Interviewer: This is an interesting story to me Josh because on one hand it acknowledges that people are starting their internetting, I made up that verb, on Facebook. But Facebook wanted to take maybe more control of what happens when they're done with Facebook.
Joshua Benton: Absolutely, Facebook is an obvious interest in getting you to come back to Facebook regularly and not to leave really. So the idea that it was that news was built around linking and sending people to publisher websites is something that they're very interested in getting rid of. They say that websites of publishers are subpar, their mobile experience is loaded too slowly, and they think that bringing that content into Facebook can give a better experience for users and obviously make Facebook's more money along the way.
Interviewer: Yeah, I have often heard Mark Zuckerberg talk about this notion of Facebook as a newspaper, as Facebook with a place where you get all the information that's relevant to you and Facebook will guide you to the things that matter to you. Is that the goal here or does it just seem like they want the ad dollars, the few ad dollars that journalism is providing right now?

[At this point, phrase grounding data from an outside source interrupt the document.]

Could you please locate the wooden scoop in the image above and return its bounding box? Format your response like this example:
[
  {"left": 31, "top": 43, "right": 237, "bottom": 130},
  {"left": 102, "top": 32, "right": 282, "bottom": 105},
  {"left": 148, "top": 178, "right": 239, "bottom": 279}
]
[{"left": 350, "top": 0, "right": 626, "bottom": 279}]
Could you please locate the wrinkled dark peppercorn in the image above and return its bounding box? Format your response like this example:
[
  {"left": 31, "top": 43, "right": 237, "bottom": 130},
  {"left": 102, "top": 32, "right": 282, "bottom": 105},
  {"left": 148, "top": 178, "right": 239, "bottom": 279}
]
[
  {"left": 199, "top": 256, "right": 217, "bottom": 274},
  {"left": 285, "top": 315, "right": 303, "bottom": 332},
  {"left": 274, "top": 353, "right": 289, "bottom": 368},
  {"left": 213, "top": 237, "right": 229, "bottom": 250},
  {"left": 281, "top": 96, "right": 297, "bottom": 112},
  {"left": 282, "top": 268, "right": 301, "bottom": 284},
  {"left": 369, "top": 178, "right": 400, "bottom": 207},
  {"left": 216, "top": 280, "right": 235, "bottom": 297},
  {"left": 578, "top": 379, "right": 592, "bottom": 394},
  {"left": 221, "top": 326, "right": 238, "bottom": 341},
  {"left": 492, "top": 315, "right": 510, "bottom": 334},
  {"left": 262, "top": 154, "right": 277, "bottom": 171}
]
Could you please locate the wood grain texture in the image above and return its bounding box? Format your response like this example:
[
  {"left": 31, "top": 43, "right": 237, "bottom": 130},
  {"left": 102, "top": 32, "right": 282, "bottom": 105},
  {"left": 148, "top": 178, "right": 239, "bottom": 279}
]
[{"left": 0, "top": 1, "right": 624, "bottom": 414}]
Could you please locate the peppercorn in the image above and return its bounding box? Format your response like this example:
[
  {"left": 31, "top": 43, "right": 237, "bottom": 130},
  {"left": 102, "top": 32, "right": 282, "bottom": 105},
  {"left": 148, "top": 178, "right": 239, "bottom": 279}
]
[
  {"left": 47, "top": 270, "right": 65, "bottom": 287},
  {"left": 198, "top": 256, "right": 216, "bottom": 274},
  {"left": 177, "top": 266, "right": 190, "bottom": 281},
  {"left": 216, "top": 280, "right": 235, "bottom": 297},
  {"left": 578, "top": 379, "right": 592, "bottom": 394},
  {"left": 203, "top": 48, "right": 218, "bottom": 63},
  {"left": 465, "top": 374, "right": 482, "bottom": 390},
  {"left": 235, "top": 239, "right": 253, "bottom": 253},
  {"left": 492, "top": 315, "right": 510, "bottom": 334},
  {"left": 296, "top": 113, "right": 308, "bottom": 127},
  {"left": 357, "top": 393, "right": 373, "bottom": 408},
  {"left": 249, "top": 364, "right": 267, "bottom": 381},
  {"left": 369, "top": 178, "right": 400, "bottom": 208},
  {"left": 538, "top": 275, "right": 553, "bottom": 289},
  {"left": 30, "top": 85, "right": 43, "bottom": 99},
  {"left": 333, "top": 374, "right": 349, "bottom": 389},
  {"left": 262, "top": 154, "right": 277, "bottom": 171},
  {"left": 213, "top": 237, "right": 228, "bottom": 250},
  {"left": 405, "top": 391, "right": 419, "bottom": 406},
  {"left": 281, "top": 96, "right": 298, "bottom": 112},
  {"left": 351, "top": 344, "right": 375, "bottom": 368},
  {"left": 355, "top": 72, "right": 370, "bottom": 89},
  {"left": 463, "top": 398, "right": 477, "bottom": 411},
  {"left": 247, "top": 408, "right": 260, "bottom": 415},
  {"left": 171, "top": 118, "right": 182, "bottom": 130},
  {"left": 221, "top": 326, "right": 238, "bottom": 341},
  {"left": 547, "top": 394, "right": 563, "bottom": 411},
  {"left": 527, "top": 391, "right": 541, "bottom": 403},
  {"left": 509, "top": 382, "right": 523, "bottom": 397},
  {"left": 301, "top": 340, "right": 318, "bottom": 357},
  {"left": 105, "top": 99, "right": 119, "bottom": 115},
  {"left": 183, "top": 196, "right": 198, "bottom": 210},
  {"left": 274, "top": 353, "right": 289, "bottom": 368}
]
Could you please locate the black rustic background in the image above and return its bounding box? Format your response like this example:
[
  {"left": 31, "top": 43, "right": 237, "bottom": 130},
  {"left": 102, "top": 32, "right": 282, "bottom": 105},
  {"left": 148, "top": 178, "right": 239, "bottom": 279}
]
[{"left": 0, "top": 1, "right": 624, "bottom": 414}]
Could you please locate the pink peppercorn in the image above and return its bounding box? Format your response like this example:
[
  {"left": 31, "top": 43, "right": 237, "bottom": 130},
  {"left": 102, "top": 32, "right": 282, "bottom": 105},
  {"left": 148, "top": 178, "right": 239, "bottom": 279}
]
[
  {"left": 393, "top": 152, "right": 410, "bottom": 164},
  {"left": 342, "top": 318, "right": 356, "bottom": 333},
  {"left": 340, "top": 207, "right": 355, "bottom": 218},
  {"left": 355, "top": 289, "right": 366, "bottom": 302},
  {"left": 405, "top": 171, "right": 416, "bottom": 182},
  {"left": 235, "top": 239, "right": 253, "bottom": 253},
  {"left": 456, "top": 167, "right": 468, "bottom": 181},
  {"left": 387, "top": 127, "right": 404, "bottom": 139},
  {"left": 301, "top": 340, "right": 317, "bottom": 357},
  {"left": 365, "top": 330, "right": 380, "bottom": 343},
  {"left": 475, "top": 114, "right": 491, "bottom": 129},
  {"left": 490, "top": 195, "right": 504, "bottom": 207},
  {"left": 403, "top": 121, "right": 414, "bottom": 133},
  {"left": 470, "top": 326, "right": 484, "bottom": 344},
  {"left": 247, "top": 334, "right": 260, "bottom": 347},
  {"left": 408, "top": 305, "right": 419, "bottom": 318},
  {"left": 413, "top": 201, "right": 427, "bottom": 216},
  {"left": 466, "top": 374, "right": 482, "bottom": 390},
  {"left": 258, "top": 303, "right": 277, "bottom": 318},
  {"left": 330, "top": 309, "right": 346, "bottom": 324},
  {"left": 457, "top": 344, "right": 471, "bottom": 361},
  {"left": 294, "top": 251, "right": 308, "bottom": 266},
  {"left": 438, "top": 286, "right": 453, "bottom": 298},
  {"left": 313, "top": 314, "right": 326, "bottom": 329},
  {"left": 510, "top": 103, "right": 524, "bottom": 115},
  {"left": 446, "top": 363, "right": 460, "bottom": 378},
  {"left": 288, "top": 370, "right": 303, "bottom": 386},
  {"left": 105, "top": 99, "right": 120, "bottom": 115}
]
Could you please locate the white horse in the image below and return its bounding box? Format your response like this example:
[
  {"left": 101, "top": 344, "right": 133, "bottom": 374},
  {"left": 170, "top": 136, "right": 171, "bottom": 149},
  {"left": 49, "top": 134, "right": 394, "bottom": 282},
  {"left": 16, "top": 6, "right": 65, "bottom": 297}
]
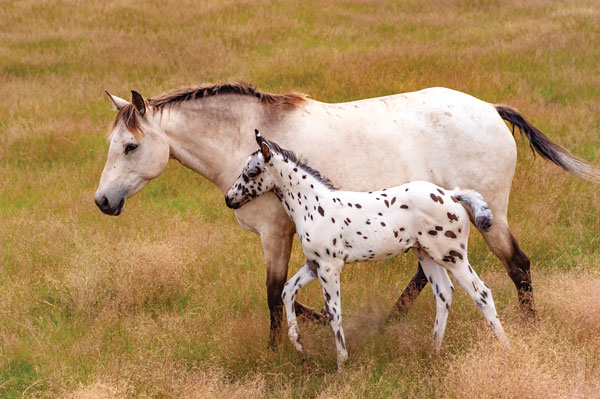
[
  {"left": 225, "top": 130, "right": 509, "bottom": 369},
  {"left": 95, "top": 83, "right": 599, "bottom": 344}
]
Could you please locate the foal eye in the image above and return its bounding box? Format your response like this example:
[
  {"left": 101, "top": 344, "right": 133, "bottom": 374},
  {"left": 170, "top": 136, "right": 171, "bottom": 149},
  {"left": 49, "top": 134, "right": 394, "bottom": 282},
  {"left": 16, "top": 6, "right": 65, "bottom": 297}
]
[{"left": 124, "top": 143, "right": 138, "bottom": 155}]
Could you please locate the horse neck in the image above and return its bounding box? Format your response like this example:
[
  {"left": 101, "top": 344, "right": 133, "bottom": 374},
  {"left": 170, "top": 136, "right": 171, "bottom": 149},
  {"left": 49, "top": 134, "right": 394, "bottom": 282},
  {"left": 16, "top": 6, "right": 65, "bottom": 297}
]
[
  {"left": 154, "top": 96, "right": 267, "bottom": 192},
  {"left": 269, "top": 156, "right": 335, "bottom": 224}
]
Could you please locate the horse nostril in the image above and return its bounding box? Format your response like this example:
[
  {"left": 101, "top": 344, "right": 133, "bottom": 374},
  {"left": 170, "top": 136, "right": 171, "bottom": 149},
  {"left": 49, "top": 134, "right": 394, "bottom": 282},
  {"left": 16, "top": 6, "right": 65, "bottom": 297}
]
[{"left": 95, "top": 195, "right": 110, "bottom": 210}]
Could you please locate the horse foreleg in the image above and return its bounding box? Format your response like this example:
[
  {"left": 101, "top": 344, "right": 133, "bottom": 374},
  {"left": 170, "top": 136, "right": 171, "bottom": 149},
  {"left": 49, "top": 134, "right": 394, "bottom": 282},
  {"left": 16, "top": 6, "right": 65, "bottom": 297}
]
[
  {"left": 261, "top": 230, "right": 294, "bottom": 347},
  {"left": 294, "top": 269, "right": 329, "bottom": 325},
  {"left": 282, "top": 261, "right": 318, "bottom": 360},
  {"left": 317, "top": 259, "right": 347, "bottom": 371},
  {"left": 387, "top": 261, "right": 429, "bottom": 321},
  {"left": 261, "top": 232, "right": 326, "bottom": 347}
]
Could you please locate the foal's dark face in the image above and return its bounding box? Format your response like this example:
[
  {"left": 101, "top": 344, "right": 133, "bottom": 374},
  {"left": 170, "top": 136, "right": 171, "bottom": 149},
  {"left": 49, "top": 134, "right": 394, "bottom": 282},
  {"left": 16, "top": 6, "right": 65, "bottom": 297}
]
[{"left": 225, "top": 151, "right": 274, "bottom": 209}]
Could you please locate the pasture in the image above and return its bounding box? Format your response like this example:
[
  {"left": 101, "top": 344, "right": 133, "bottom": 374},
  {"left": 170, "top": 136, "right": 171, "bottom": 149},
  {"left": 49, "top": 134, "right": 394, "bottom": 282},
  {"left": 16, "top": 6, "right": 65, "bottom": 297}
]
[{"left": 1, "top": 0, "right": 599, "bottom": 397}]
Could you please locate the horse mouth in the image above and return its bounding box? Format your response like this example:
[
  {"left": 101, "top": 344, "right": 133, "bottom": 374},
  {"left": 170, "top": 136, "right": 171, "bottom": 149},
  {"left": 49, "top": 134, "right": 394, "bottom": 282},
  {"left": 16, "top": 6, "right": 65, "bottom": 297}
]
[
  {"left": 227, "top": 201, "right": 241, "bottom": 210},
  {"left": 225, "top": 196, "right": 241, "bottom": 209},
  {"left": 113, "top": 198, "right": 125, "bottom": 216}
]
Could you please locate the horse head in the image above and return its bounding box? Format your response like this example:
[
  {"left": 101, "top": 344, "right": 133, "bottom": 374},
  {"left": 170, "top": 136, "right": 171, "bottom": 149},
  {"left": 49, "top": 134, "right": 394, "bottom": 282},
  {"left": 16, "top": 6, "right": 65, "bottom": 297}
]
[{"left": 95, "top": 91, "right": 170, "bottom": 215}]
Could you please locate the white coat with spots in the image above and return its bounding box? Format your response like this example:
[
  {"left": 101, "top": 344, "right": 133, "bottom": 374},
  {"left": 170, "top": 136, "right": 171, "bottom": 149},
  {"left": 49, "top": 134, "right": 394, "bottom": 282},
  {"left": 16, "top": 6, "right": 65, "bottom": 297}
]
[{"left": 225, "top": 130, "right": 510, "bottom": 369}]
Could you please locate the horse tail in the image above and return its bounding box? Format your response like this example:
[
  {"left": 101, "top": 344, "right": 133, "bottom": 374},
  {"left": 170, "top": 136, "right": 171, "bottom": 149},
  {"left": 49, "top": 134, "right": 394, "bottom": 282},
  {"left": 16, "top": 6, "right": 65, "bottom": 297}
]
[
  {"left": 453, "top": 189, "right": 493, "bottom": 232},
  {"left": 495, "top": 104, "right": 600, "bottom": 182}
]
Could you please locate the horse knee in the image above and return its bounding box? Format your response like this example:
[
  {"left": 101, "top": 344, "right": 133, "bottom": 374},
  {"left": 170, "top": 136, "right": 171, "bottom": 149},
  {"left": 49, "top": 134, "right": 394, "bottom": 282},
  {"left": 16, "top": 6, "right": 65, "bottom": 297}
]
[{"left": 267, "top": 282, "right": 284, "bottom": 311}]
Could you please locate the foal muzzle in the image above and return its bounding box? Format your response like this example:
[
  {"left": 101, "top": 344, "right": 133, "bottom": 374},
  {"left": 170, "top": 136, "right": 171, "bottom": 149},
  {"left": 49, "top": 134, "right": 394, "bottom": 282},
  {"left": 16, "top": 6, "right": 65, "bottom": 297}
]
[{"left": 224, "top": 195, "right": 241, "bottom": 209}]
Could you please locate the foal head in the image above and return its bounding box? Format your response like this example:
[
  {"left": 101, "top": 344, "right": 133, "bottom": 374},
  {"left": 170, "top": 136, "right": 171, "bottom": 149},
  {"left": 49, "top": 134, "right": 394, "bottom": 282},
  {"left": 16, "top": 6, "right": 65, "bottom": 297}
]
[
  {"left": 95, "top": 91, "right": 170, "bottom": 216},
  {"left": 225, "top": 130, "right": 277, "bottom": 209}
]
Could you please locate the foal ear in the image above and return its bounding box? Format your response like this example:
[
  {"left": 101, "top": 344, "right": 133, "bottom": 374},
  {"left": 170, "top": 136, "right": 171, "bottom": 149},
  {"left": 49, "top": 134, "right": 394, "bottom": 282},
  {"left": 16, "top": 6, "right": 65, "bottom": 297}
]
[
  {"left": 255, "top": 129, "right": 265, "bottom": 146},
  {"left": 255, "top": 129, "right": 271, "bottom": 160},
  {"left": 105, "top": 91, "right": 129, "bottom": 111},
  {"left": 261, "top": 142, "right": 272, "bottom": 161},
  {"left": 131, "top": 90, "right": 146, "bottom": 116}
]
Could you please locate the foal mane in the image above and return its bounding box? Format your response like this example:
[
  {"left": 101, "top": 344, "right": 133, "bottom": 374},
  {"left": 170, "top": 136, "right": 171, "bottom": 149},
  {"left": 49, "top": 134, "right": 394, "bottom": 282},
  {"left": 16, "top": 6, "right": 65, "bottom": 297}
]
[
  {"left": 148, "top": 82, "right": 307, "bottom": 109},
  {"left": 265, "top": 139, "right": 338, "bottom": 191}
]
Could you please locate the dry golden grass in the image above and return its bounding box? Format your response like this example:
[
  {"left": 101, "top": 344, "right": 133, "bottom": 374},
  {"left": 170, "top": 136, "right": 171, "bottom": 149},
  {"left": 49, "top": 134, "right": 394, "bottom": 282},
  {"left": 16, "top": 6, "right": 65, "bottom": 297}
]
[
  {"left": 439, "top": 269, "right": 600, "bottom": 399},
  {"left": 1, "top": 0, "right": 599, "bottom": 397}
]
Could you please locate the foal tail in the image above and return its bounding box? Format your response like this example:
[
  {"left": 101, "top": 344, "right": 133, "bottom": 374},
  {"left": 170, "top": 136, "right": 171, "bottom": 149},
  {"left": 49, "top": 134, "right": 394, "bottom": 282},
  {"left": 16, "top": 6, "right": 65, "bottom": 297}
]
[
  {"left": 495, "top": 105, "right": 600, "bottom": 182},
  {"left": 454, "top": 189, "right": 493, "bottom": 232}
]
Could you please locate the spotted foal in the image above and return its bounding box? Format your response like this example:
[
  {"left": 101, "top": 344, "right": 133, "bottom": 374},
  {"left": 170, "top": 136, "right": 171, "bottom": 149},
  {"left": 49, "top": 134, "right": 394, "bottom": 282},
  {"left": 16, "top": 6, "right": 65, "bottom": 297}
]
[{"left": 225, "top": 130, "right": 509, "bottom": 369}]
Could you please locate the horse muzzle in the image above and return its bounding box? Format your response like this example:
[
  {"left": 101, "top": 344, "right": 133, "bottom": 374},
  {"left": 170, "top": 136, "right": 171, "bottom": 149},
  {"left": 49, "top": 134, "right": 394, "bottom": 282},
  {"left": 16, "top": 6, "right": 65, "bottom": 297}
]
[
  {"left": 224, "top": 195, "right": 241, "bottom": 209},
  {"left": 95, "top": 192, "right": 125, "bottom": 216}
]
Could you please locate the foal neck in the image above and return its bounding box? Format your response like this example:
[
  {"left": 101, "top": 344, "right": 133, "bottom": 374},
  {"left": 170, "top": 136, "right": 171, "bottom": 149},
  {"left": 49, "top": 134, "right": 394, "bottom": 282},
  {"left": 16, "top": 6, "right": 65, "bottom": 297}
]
[{"left": 269, "top": 155, "right": 336, "bottom": 221}]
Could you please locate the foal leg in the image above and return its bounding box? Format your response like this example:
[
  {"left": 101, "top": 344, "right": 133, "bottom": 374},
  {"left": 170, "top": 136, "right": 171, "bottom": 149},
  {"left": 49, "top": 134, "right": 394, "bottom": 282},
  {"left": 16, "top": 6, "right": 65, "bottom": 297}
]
[
  {"left": 414, "top": 250, "right": 455, "bottom": 353},
  {"left": 261, "top": 230, "right": 325, "bottom": 347},
  {"left": 318, "top": 259, "right": 348, "bottom": 370},
  {"left": 281, "top": 261, "right": 318, "bottom": 360},
  {"left": 448, "top": 260, "right": 509, "bottom": 347}
]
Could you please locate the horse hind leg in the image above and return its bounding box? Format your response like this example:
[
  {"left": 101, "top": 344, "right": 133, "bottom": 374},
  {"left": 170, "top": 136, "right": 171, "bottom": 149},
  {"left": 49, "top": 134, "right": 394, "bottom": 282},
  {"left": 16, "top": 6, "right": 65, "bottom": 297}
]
[
  {"left": 387, "top": 261, "right": 429, "bottom": 321},
  {"left": 480, "top": 219, "right": 535, "bottom": 319},
  {"left": 413, "top": 250, "right": 455, "bottom": 353},
  {"left": 447, "top": 259, "right": 510, "bottom": 347},
  {"left": 281, "top": 261, "right": 318, "bottom": 360}
]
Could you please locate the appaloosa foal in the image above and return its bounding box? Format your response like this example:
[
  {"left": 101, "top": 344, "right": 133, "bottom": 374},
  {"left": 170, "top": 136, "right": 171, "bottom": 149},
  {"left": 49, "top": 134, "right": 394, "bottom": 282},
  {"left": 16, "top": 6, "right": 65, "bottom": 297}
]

Joshua Benton: Well, I do think they think that news is key to making Facebook a regular daily or morning daily habit. I think that's one reason that they're interested in this space. I think beyond that, Facebook has two huge edges over publishers. One is scale as you've mentioned. They're just so enormous.
The second is that they have the best set of user data available. They know what you're interested in, they know what you've been looking for and looking at. And they think that they can use that ad technology and that user data to sell ads that are more targeted than the New York Times, or, Buzzfeed or anyone else could. I think that's the edge that they think they're seeing and they want to make sure that there's going to be good content for their users, and they're willing to make the sort of a deal and think they'll come out ahead in the end.
Interviewer: Yeah, it is interesting. I mean I feel like the biggest risk here is not giving people what they want but giving people what they don't know they want, and the things that they need to know as citizens in society. I realize that's you know that's been going on that debate for hundreds of years in the hallways of journalistic outlets. But I wonder Facebook's so clearly driven on monetizing clicks and putting relevant information up in front of people, that the stories that maybe enrich our lives or the things we don't want to know about, we have to know about won't happened if Facebook is the provider or decider of what we see in the news.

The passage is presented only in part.